Alcuni estratti da un articolo di Marina Terragni pubblicato sulla sua bacheca facebook e sul Foglio (qui).
La “terapia affermativa” per i bambini con disforia di genere è stata inventata in Olanda a metà anni Novanta e poi esportata in tutto il mondo. Intorno ai 9-11 anni la pubertà viene “bloccata” con triptorelina, farmaco normalmente utilizzato per cancro alla prostata, carcinoma mammario e altre patologie; a 16 si passa agli ormoni cross-sex (testosterone ed estrogeni) e alla chirurgia: ma negli USA la doppia mastectomia è stata praticata anche su bambine di 13 anni.
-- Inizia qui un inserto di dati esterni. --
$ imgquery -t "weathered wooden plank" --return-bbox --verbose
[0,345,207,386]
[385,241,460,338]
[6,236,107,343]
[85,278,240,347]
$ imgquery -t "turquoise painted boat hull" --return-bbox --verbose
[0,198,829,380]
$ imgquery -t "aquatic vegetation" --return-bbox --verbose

Il “protocollo olandese” è questo, e per anni qualunque cosa tu avessi da dire eri transfobico e fascista. Almeno finché la bomba non è scoppiata proprio nei paesi pionieri del trattamento, UK, Grande Nord, la stessa Olanda, una trentina di stati USA, ultimo il New Hampshire, Australia, Nuova Zelanda. In questi giorni la discussione si sta aprendo anche in Canada, roccaforte della terapia affermativa: quel trattamento è sperimentale, non ci sono prove che migliori il benessere dei bambini, gli effetti collaterali sono pesanti e irreversibili. Perfino il “New York Times”, dopo avere perseguitato per anni JK Rowling e giubilato varie firme “resistenti”, dedica una fluviale e compassionevole inchiesta al dramma dei detransitioner, ragazze/i farmacologizzati fin da bambini che si pentono e provano a tornare indietro, temibili contro-testimonial della terapia affermativa.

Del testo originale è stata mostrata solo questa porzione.